Mit einer Stromlastfähigkeit von 20 Ampere Dauer und 40 Ampere Spitze für rund eine Minute gegenüber Speicher, der eine maximale Spannung von 450 Volt DC haben darf, kann der PxtFX bis 18 Kilowatt Leistung generieren.

Das Gerät kann ab Werk mit einem Speichervolumen von zwei oder vier Kilowattsekunden ausgestattet werden. Serienmäßig im Gerät eingebaut ist die automatische Erkennung der Bremstransitor-Einschalt-Spannungsschwelle, was es dem Gerät ermöglicht, mit allen handelsüblichen Frequenzumrichtern und Servoreglern in einer Plug & Play-Weise zusammen zu arbeiten. Die weitreichenden Sicherheitseigenschaften des PxtFX schützen gegen Verpolung der Zwischenkreisanschlüsse, gegen das Zuschalten geladener Speicher und die Überlastung des Systems auf der Speicher- wie auch auf der Zwischenkreisseite. Interne Sicherungen sind Standard.

Neu sind am PxtFX die SD-Speicherkarte, eine externe 24-Volt-Versorgung, Zustandsanzeigen per LEDs, Bootloading- und Resetmöglichkeiten sowie 6 digitale I/Os. Ergänzt wird dies durch Ausgabefunktionalitäten über ein USB-Modul.   

Die Anwendungsfälle sind vielfältig, bringen die Geräte Nutzen über ein singuläres Feature oder durch die Kombination von zwei oder mehreren Eigenschaften.

Als erstes kommt die Rekuperation der Bremsenergie der Maschine in den Sinn, wodurch die Energieeffizienz gesteigert wird. Der PxtFX kann dabei in seiner kleinsten Ausbaustufe in ein-Sekunden-Zyklen pro Betriebsstunde bis zu 1,2 Kilowattstunden an Energie einsparen. Bezogen auf die Applikation an sich, sind mit dem aktiven Energiemanagementsystem auf der Grundlage des PxtFX Einsparungen bis gut 40 Prozent erreichbar.

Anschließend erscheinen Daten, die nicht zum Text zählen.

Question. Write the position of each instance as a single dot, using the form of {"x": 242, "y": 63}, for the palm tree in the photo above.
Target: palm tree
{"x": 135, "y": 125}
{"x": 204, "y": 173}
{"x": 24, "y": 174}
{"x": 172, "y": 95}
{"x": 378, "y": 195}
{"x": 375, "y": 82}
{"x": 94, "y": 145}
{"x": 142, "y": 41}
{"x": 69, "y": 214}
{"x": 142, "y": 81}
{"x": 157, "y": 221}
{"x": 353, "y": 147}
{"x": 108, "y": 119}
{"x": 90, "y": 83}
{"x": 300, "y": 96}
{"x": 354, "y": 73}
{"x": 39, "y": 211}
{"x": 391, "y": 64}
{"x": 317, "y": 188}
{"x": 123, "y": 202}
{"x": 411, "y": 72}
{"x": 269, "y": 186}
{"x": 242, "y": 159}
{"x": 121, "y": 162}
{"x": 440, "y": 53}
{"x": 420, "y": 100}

Oft spielen aber andere Nutzen eine größere Rolle als die Steigerung der Energieeffizienz, wie zum Beispiel der Ausgleich von so genannten Brownouts, der sichere und definierte Stillstand bei Blackouts, die mögliche Beschleunigung von Produktionsprozessen mit Ausbringungssteigerungen bis 50 Prozent, die Reduktion von Netzlastspitzen oder gar der Betrieb des elektrischen Antriebs unabhängig vom Stromnetz.